Max Huber

Profile
- Position: Tackle

Personal information
- Born: October 8, 1945 Mesa, Arizona, U.S.
- Died: December 7, 2018 (aged 73) Utah, U.S.
- Listed height: 6 ft 3 in (1.91 m)
- Listed weight: 252 lb (114 kg)

Career information
- High school: Mesa
- College: BYU
- NFL draft: 1968: 13th round, 332nd overall pick

Career history
- 1968: Edmonton Eskimos
- 1968–71: BC Lions
- 1971: Hamilton Tigercats
- 1972–77: Calgary Stampeders
- 1977: Montreal Alouettes

Awards and highlights
- Grey Cup champion (1977);

= Max Huber (Canadian football) =

American gridiron football player (1945–2018)

Max Henry Huber (October 8, 1945 – December 7, 2018) was a Grey Cup champion offensive lineman who played ten seasons in the Canadian Football League (CFL), winning the Grey Cup Championship with the Montreal Alouettes.
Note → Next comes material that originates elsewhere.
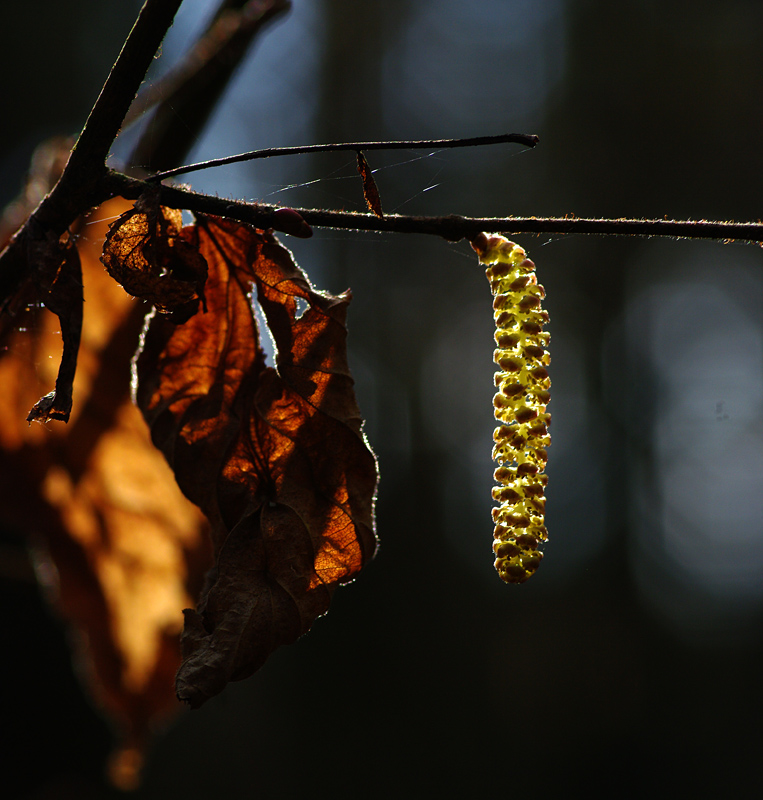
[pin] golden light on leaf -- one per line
(520, 406)
(276, 458)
A graduate of Brigham Young University, Huber started his career with the Edmonton Eskimos and then went on to four seasons with the BC Lions, playing 45 regular season games. After a half season with the Hamilton Tigercats and 6 with the Calgary Stampeders, he finished playing 10 games with the Alouettes.